TVA gives $5,000 to improve Middle School’s unique Imagine Lab

Amy Tate, left, government relations manager for TVA, presents check to Imagine Lab director Sarah Garrett and Middle School Principal Paul Henry
April 2nd, 2021     City schools

The Tennessee Valley Authority, in partnership with New Albany Light, Gas, & Water, and Bicentennial Volunteers Incorporated (a TVA retiree organization), recently awarded New Albany Middle School, $5,000 for a STEM (science, technology, engineering, and math) education project.

The grant award is a part of $800,000 in competitive STEM grants awarded to nearly 200 schools across TVA’s seven-state service territory.

“We are happy to continue our partnership with TVA to enhance our STEM offerings in our Imagine Lab,” said Paul Henry, Principal of New Albany Middle School. “All of our students are fortunate to be able to rotate through the Imagine Lab and be exposed tdo exciting STEM projects and many career opportunities.”

The Imagine Lab is essentially unique in Mississippi. Although one other similar lab exists in the Gulf Coast area, it serves more than 50 schools and does not provide the real learning environment the New Albany lab does.

The Middle School does have 520 students so they rotate through the lab so each can benefit.

Students are able to learn about health care technology, laser engraving, personal computing and programming language, 3-D printing, robotics, drone piloting, CNC routing, sublimation printing and vinyl cutting. Students may purchase “blank” materials to personalize using the technologies if they wish.

The grant money will be used to add 3-D printers specifically.

Across the valley, educators submitted projects large and small, to further their STEM education initiatives in the classroom. The project New Albany Middle School submitted was titled “Imagine the Possibilities of 3D Printing.” Through funding from the TVA Mini-Grant, the school will be able to provide additional technology opportunities in the area of Advanced Manufacturing, as well as provide general education teachers the opportunities to use technology to make lessons come alive.

The competitive grant program provided teachers an opportunity to apply for funding up to $5,000 and preference was given to grant applications that explored TVA’s primary areas of focus: environment, energy, economic and career development and community problem solving as well as pandemic related projects. Schools who receive grant funding must receive their power from a TVA distributor.

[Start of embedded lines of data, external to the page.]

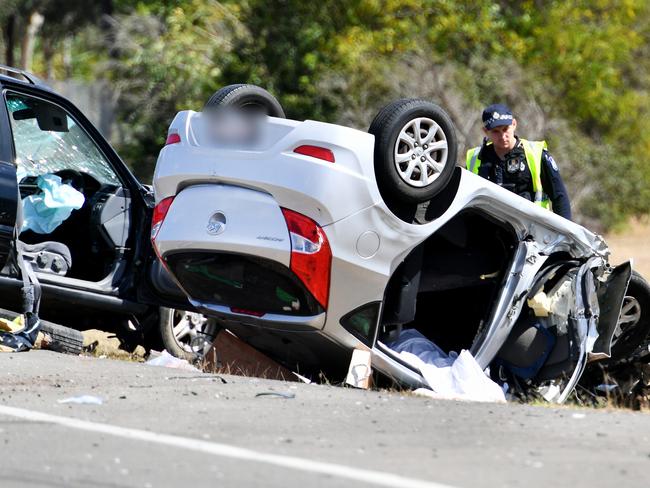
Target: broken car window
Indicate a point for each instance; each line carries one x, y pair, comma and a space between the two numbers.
47, 139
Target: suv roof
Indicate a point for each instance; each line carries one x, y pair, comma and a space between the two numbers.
10, 75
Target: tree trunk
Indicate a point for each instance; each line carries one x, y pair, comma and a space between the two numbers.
10, 36
29, 39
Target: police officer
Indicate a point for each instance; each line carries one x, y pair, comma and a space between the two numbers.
522, 166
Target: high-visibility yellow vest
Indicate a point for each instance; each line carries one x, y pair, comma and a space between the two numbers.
533, 151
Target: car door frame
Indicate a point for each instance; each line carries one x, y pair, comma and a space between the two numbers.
136, 286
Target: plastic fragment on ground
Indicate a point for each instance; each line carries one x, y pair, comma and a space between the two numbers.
12, 325
19, 334
276, 394
83, 400
168, 361
359, 371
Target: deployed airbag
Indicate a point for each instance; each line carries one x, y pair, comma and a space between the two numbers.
46, 210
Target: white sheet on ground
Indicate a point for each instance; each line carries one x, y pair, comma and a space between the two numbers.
449, 376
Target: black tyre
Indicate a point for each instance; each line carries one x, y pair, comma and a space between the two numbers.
246, 97
633, 324
415, 150
62, 339
186, 334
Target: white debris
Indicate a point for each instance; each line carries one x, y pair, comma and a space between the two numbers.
168, 361
449, 376
83, 399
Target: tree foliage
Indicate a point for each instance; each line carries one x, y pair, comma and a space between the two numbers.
575, 73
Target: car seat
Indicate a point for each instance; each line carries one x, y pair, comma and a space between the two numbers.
48, 256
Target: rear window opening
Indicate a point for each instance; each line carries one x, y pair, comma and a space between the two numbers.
242, 282
447, 286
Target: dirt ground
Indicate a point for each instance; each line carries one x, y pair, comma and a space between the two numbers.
633, 242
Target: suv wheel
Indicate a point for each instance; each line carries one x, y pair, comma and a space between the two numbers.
186, 335
415, 150
246, 97
633, 324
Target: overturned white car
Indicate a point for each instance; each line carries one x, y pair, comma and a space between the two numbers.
309, 240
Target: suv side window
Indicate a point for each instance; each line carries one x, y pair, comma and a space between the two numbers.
48, 140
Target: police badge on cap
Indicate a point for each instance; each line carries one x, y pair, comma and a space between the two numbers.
496, 115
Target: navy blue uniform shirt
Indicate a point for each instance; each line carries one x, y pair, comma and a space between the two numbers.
513, 173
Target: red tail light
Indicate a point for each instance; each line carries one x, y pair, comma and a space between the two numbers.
311, 255
172, 138
159, 214
316, 152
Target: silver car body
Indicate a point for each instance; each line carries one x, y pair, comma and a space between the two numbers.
247, 185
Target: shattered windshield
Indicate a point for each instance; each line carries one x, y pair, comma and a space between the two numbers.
48, 140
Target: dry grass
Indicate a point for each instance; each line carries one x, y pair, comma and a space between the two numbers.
632, 242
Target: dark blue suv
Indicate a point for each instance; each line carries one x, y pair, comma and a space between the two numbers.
83, 221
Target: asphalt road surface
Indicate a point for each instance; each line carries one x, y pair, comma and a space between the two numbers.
159, 427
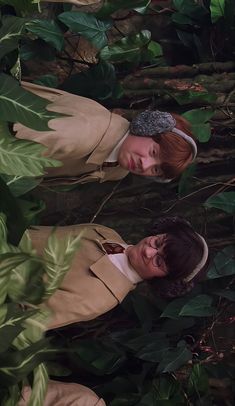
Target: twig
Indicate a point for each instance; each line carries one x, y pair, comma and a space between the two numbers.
105, 201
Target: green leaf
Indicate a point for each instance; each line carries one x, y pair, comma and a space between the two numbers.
88, 26
19, 185
174, 358
22, 157
185, 183
12, 325
223, 264
40, 383
16, 223
10, 34
224, 201
18, 105
58, 255
110, 6
196, 116
226, 293
198, 380
47, 80
127, 49
98, 82
199, 306
47, 30
217, 9
172, 310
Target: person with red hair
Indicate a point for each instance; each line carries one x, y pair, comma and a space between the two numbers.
94, 144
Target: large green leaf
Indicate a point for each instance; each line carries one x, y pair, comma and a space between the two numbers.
174, 358
39, 389
98, 82
88, 26
22, 157
18, 105
224, 201
47, 30
16, 365
10, 34
223, 264
58, 255
110, 6
217, 9
16, 223
126, 49
12, 325
199, 306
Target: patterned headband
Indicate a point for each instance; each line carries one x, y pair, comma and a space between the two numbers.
202, 262
150, 123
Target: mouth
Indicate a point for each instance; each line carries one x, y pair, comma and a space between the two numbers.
132, 165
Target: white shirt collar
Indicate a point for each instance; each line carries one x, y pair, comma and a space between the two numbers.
124, 266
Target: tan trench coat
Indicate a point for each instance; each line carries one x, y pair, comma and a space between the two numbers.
65, 394
93, 285
81, 141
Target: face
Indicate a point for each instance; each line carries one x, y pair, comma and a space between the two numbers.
140, 155
147, 257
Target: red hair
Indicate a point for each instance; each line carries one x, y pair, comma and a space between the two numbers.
175, 151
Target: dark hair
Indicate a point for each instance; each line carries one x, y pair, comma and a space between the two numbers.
182, 252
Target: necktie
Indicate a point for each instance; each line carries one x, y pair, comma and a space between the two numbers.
109, 164
112, 248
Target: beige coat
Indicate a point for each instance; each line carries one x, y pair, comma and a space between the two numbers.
82, 140
65, 394
93, 285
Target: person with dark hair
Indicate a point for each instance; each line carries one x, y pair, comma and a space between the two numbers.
94, 144
105, 268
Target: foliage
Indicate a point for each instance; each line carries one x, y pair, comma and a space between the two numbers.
23, 347
142, 357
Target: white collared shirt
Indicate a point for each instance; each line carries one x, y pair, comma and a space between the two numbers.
124, 266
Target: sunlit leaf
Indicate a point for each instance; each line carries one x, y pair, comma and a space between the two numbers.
10, 33
40, 383
18, 105
58, 255
88, 26
224, 201
48, 30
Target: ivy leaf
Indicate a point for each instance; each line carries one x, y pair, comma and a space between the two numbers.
199, 306
18, 105
58, 255
19, 185
88, 26
217, 9
224, 201
10, 33
22, 157
174, 358
110, 6
47, 30
12, 325
127, 49
223, 264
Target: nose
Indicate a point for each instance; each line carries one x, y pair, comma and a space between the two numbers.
147, 163
150, 252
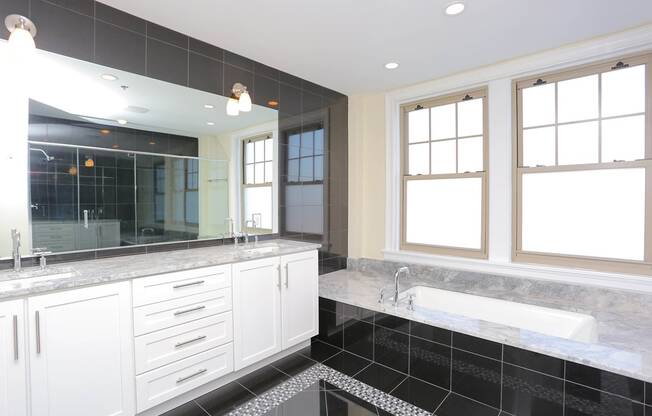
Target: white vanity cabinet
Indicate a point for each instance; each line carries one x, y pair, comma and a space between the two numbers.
81, 352
13, 369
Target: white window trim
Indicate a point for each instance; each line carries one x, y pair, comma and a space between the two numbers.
499, 78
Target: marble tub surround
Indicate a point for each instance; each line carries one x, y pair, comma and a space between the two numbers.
624, 340
31, 281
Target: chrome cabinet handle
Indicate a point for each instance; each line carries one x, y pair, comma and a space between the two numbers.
15, 338
190, 341
199, 282
186, 378
37, 319
198, 308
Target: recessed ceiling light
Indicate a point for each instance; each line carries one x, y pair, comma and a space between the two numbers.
454, 8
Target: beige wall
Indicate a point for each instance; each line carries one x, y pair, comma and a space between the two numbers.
366, 175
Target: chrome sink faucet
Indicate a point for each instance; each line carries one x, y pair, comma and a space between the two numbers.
402, 270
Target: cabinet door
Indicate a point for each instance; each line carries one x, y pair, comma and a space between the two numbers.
13, 372
300, 297
256, 310
81, 352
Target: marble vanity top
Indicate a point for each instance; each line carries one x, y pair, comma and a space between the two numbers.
31, 281
623, 344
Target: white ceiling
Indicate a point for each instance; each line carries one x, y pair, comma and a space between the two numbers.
344, 44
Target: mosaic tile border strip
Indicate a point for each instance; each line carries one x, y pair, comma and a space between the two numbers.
285, 391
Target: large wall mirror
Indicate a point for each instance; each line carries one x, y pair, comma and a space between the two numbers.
117, 159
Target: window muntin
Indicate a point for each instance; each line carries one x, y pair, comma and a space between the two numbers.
583, 190
444, 179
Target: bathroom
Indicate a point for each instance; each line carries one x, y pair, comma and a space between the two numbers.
442, 214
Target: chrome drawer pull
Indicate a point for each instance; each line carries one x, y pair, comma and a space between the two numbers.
190, 341
199, 282
198, 308
186, 378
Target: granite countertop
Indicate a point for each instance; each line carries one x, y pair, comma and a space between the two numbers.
31, 281
623, 345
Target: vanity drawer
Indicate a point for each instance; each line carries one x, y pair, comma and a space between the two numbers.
164, 383
169, 345
150, 318
168, 286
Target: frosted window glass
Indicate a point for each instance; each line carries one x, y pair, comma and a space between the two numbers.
469, 154
418, 126
259, 173
444, 212
418, 159
258, 202
539, 105
442, 121
469, 118
578, 143
539, 146
443, 157
623, 138
269, 149
597, 213
623, 91
577, 99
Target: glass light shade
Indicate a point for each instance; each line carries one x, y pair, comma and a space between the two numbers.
232, 107
245, 102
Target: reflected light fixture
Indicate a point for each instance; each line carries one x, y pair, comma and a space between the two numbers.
22, 32
455, 8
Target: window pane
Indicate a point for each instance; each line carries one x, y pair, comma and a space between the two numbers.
269, 149
307, 143
418, 155
259, 172
443, 157
469, 117
442, 121
597, 213
623, 138
623, 91
418, 126
539, 105
269, 173
444, 212
249, 152
578, 143
539, 146
469, 155
578, 99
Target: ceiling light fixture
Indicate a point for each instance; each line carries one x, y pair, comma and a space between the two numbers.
22, 32
455, 8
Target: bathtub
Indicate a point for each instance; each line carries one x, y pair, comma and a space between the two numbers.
554, 322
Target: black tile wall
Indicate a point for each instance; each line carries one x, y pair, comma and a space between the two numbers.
477, 376
94, 32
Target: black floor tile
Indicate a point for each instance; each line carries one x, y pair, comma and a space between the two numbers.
320, 351
456, 405
380, 377
585, 401
188, 409
223, 400
347, 363
528, 393
264, 379
420, 394
294, 364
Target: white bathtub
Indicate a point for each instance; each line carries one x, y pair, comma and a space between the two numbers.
554, 322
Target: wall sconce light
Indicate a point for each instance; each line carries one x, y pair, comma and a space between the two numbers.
240, 100
23, 31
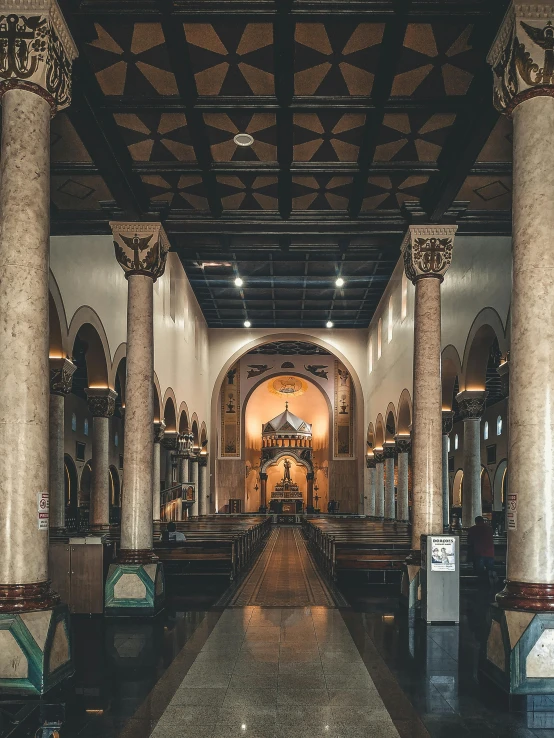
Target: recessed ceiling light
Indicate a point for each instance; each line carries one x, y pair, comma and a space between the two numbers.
243, 139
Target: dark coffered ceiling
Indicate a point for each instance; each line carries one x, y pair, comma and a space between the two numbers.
365, 115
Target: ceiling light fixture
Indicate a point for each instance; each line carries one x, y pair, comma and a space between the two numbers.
243, 139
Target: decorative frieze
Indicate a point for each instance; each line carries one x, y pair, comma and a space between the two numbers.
36, 50
140, 248
427, 251
522, 55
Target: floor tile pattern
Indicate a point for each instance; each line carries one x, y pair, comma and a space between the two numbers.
284, 576
277, 673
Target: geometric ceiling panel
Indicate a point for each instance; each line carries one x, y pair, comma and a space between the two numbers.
338, 59
321, 192
390, 192
232, 59
156, 136
327, 136
131, 60
437, 59
222, 127
413, 136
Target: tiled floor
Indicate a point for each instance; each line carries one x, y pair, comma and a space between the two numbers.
277, 673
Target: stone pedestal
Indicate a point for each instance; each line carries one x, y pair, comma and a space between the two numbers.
471, 406
35, 651
135, 583
101, 403
61, 373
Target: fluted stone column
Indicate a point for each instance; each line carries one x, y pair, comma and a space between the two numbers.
159, 430
101, 404
203, 485
403, 444
447, 423
61, 374
379, 482
194, 480
427, 255
389, 450
136, 583
521, 60
471, 405
34, 85
369, 508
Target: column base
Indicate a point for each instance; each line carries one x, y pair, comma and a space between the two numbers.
519, 653
136, 589
35, 650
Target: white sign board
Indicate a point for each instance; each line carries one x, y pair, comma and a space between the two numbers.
443, 553
511, 512
43, 510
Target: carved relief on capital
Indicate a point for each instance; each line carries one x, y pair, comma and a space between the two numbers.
61, 376
140, 248
101, 401
522, 55
36, 50
427, 251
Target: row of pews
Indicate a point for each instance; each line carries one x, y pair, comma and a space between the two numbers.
215, 545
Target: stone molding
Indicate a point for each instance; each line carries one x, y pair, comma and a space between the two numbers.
471, 404
447, 422
39, 51
101, 401
140, 248
61, 376
521, 56
159, 431
427, 251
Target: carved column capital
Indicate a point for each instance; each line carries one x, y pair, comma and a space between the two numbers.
521, 56
36, 50
471, 404
447, 422
159, 430
101, 401
140, 248
403, 444
427, 251
61, 376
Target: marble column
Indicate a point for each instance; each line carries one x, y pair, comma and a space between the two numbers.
136, 584
101, 404
471, 406
379, 482
427, 254
389, 450
61, 374
447, 423
372, 482
203, 485
159, 430
524, 88
403, 444
194, 477
33, 86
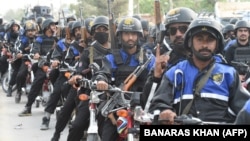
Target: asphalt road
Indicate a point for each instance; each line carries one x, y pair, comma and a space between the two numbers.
15, 128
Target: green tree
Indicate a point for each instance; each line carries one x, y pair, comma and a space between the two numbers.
14, 14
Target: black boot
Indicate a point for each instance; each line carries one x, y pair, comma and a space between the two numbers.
18, 97
55, 137
9, 93
45, 124
25, 112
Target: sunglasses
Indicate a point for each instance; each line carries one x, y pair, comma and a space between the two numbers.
182, 29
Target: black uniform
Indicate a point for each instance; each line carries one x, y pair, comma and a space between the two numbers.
80, 123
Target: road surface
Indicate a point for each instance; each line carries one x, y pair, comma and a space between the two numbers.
15, 128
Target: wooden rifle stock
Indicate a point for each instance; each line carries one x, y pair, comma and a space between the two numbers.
130, 80
67, 30
160, 28
84, 34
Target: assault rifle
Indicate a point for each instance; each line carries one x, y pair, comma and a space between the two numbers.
118, 98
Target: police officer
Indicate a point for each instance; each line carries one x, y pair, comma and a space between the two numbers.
39, 21
58, 57
12, 37
176, 24
42, 45
94, 54
242, 32
21, 73
117, 67
218, 100
75, 51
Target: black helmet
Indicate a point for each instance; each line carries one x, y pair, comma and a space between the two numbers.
152, 32
233, 20
241, 24
145, 24
227, 28
129, 24
204, 25
75, 25
100, 20
89, 23
30, 25
14, 22
39, 20
47, 22
70, 18
179, 15
138, 17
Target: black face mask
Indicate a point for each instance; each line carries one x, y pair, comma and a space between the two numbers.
101, 37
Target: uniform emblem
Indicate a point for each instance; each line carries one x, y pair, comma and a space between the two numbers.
218, 78
91, 23
28, 25
80, 64
203, 29
174, 11
128, 21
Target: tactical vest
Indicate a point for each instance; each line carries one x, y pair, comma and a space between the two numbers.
97, 52
123, 70
242, 54
46, 45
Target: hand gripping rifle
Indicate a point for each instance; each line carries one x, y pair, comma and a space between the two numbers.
118, 98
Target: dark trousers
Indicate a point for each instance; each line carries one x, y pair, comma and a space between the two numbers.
36, 86
21, 76
59, 90
80, 123
15, 66
3, 64
107, 131
66, 111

The Imagine Lab began with $180,000 worth of technology. This is TVA’s third contribution and Toyota and the CREATE Foundation each contributed $25,000.

Upcoming plans include activities for those beyond the school student body.

A robotics camp is planned in conjunction with the Boys and Girls Club, a “Girls and STEM” series is on the schedule as is “Cooking with Code.”

When pandemic restrictions are eased, some workshops may be scheduled for adults to use and learn in the lab.

The next major project involved virtual reality. The school has the headsets already and is working to prepare the video students can use. Principal Henry noted that students will soon be able to view various vocations from the perspective of someone actually performing the tasks.

“Despite the new challenges Valley teachers faced in 2020, they are still focused on providing the best STEM education possible and have adjusted to new ways of teaching,” said Community Engagement Senior Program Manager Rachel Crickmar. “I am proud of the partnerships we have built with these amazing educators across the Tennessee Valley over the past few years and are pleased to be able to provide some support through this program. Through the grants awarded this year, over 72,000 students will be directly impacted across the Valley.”

A full list of the grant recipients can be found at

The Tennessee Valley Authority is a corporate agency of the United States that provides electricity for business customers and local power companies serving nearly 10 million people in parts of seven southeastern states. TVA receives no taxpayer funding, deriving virtually all of its revenues from sales of electricity. In addition to operating and investing its revenues in its electric system, TVA provides flood control, navigation and land management for the Tennessee River system and assists local power companies and state and local governments with economic development and job creation.

TVA representative Tate examines a student laser engraving project as lab director Sarah Garrett, left, and Melanie Shannon, right, watch. Shannon is special grants coordinator, responsible for obtaining much of the lab funding.